Making its world premiere this Friday night at the Tribeca Film Festival, and coming to theaters, VOD and digital platforms August 27, No Man of God takes a different look at notorious serial killer Ted Bundy. Directed by Amber Sealey, it’s based on transcripts of actual conversations between FBI agent Bill Hagmaier, one of the Bureau’s first criminal profilers, and the incarcerated Bundy between 1984-1989. The more Hagmaier (Elijah Wood) speaks to Bundy (Luke Kirby), the more complicated their relationship becomes. As the two become closer, No Man of God raises the provocative and troubling question: is it possible to see a monster as a human being?
Out of the many multiple murderers in U.S. history, Bundy has exerted a particular fascination and has been the subject of many previous movie and television productions. Wood, who also produced No Man of God with Daniel Noah, Lisa Whalen and Kim Sherman, explains to FANGORIA during a group interview with Sealey and Kirby why he believes this is the case: “From my perspective, what’s fascinating about Ted, and why he has not stopped capturing people’s imaginations, is that he weirdly, successfully led a double life. He didn’t fit the typical profile of what we consider a psychopathic serial killer to be – he was charismatic, he was involved in local politics and he had a degree of intelligence. That just didn’t fit the model, and that’s why he has continued to intrigue people over time.”
“I agree,” says Sealey, “and I believe it’s also just because he looked like a normal guy. A lot of those serial killers, you would see them and think, ‘Oh, wow, that guy looks very different,’ and Ted just looks like an average Joe, you know?”
“Aw, shucks, thanks!” Kirby responds, to the laughter of his collaborators. “Well, some would say he was very attractive, not average!” Wood says, and Sealey adds, “I’m sorry, I meant he looked like a runway model. That’s why everyone is fascinated with him! Luke, of course, is much better-looking than Bundy, so we really had to make him up to look more normal.”
There’s a clear and easy camaraderie between the trio, who were of the same mind that they didn’t want to make a typical serial killer thriller or drama. “What truly attracted me to the project, honestly, was the story of Bill Hagmaier,” Wood reveals. “I wouldn’t call this a Ted Bundy film, specifically; it’s about this strange sort of relationship that developed between these two people. I wasn’t familiar with that story when I read the script for the first time. I was certainly familiar with Bundy, but not with this particular part of his life, and the impact that both of them had on each other. And also, none of us were interested in making a film that glorified Bundy as this sort of charismatic rock star serial killer. Rather, we wanted to present him as a human being – a deeply, deeply flawed and troubled human being. That’s what this relationship reveals.”
“I agree with that,” says Kirby, who admits that the idea of slipping into Bundy’s skin initially gave him plenty of pause. “I have never had the experience of being able to express so much reluctance toward getting involved in something as I had with this, and Amber was there to hear me.
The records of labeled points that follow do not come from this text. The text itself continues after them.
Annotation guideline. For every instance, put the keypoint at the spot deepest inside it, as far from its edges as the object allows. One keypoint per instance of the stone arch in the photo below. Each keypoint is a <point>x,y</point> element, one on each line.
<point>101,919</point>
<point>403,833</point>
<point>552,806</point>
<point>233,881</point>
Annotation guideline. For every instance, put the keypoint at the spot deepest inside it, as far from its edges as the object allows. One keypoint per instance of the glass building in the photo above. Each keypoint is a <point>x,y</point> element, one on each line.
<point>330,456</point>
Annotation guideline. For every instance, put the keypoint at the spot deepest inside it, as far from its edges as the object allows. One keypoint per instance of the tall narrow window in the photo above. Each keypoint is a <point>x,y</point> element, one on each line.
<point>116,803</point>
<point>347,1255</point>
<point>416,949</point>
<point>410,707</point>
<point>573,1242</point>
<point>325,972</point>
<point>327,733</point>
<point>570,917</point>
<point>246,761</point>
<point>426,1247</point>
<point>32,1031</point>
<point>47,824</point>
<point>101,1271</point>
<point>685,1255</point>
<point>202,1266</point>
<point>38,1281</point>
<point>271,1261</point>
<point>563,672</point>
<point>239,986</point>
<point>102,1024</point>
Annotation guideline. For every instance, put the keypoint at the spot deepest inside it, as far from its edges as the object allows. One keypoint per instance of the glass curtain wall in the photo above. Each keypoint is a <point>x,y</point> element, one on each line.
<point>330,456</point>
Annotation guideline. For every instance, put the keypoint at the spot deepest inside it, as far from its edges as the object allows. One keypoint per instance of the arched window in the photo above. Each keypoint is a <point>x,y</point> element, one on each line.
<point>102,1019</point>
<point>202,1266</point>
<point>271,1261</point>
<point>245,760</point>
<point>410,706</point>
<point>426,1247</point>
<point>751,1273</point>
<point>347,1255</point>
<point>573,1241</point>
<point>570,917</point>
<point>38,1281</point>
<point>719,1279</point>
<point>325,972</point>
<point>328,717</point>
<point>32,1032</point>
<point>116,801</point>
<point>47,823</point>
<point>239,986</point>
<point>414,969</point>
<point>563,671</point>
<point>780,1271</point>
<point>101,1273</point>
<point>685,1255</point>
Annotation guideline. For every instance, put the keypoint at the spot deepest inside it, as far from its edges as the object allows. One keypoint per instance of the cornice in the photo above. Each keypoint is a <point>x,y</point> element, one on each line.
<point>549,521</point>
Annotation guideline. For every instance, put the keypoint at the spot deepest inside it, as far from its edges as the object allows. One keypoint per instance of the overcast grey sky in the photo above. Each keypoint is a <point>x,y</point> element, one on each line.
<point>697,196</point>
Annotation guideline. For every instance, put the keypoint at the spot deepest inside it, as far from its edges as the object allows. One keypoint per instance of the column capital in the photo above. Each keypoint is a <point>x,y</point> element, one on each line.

She and I, over the course of an afternoon, were able to engage in a difficult conversation about how to go about telling a story that had so much potential for participating in a kind of ugliness that we weren’t interested in. By the end of that conversation, I felt so compelled by Amber; I looked to her as an authority for that, moving forward into it. She had a perspective on it that removed a lot of my prejudice about the potential to… muck it up [laughs].”
Sealey notes that she herself is not a fan of the serial killer genre, and believes that gave her an advantage in dealing with this material. “There are some directors who love this kind of film, or are very interested in the concept of serial killers, and because I wasn’t, I felt like I had an outsider’s perspective. I liked that if I could sort of step outside myself, in a sense, and look at it in a meta way, I thought, 'Oh, it’s kind of interesting to have a director on this movie who’s more interested in the personal relationship.' The other movies I had directed were more female-centric, and I thought it was an interesting take, to have a director who you wouldn’t naturally assume would make a Bundy movie apply that different perspective. I liked that I wasn’t a natural fit for this."
“And also," she continues, "to echo what Elijah said, we all agreed that this is not in fact a Bundy story; it’s more about Bill. I believe we’re showing Bundy in a way that other films have not; we’re showing the real person, we’re not glorifying him. It’s more about how these two people had to sort of perform for each other, and while they were performing, they also forged a bond. That was what intrigued me: how does someone who is such a good person, a moral person like Bill, sit so close to someone who is the antithesis of that, and how does that affect him or change him? Does it or does it not? Those were the questions I was trying to ask.”